Thanks! These things never sold very well when first released because they were way over priced. When the price dropped to $300 , I though that was worth it. I love that I can just jam with it on my lap. No onboard patch memory, though there is an app for iOS and PC called sound Mondo that can save and recall patches.

Also, what about the Mutable Instruments Ambika? 6 voice wavetable synth with analog filter. Has a unique character. When people build them, they can use different filter types, so you can get them with a Moogy type vibe or Roland, etc…might be worth a look


Novation Peak is great and the forthcoming update is going to improve it further. More trad layout & workflow than the A4 but a much wider range of synthesis IMO. Huge unison stuff. Wibbly wobbly drifting “analogue” oscillator stuff. Respectable FM. Loads of distortion. But it can also do very clean clinical stuff.

If you want something with range, it absolutely has range.

I do think the Rev2 is also worth checking out though.

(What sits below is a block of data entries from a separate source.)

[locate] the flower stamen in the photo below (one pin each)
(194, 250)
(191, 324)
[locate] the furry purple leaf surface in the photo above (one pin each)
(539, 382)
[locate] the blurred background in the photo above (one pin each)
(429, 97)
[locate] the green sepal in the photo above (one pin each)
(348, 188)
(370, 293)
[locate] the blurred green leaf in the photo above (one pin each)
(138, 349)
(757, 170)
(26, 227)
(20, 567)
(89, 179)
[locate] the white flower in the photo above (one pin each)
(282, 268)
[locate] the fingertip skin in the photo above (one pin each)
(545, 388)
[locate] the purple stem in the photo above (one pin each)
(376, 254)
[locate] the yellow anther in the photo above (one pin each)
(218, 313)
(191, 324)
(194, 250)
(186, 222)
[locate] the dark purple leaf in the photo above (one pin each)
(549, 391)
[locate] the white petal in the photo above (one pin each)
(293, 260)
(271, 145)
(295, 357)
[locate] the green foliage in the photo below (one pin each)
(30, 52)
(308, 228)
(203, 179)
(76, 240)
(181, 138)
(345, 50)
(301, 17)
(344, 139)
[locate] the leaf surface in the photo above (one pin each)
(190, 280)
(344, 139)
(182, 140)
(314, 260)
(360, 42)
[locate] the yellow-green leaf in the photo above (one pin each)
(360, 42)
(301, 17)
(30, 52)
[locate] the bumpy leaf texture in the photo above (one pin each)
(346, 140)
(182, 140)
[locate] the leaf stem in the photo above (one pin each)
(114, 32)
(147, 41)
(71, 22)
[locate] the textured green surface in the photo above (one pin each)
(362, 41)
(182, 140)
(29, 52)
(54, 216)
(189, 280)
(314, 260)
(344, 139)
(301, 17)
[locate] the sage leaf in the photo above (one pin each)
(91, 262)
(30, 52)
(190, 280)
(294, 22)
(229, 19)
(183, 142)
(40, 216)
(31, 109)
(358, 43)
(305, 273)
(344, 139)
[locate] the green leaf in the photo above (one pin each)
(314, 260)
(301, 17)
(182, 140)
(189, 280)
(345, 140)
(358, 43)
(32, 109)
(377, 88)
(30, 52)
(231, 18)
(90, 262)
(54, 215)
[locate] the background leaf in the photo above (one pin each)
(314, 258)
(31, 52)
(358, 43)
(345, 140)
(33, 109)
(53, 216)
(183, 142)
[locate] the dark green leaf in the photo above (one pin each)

I do wish I could hear them in person. It’s hard to settle on one or the other. My DN has the classic Elektron sequencer so it’s not that I should dismiss the A4’s but it’s not as necessary overall. I’ve never had the chance to experiment with a Peak so it’s hard for me to determine how it’d fit in with my workflow.

I know it’s a classic polysynth with tons of options and endless possibilities, but the only real polysynths I’ve tried have been VSTs so it’s hard for me to imagine a VST plopped in front of me. Everything else I’ve used hardware wise is a monosynth or mainly FM.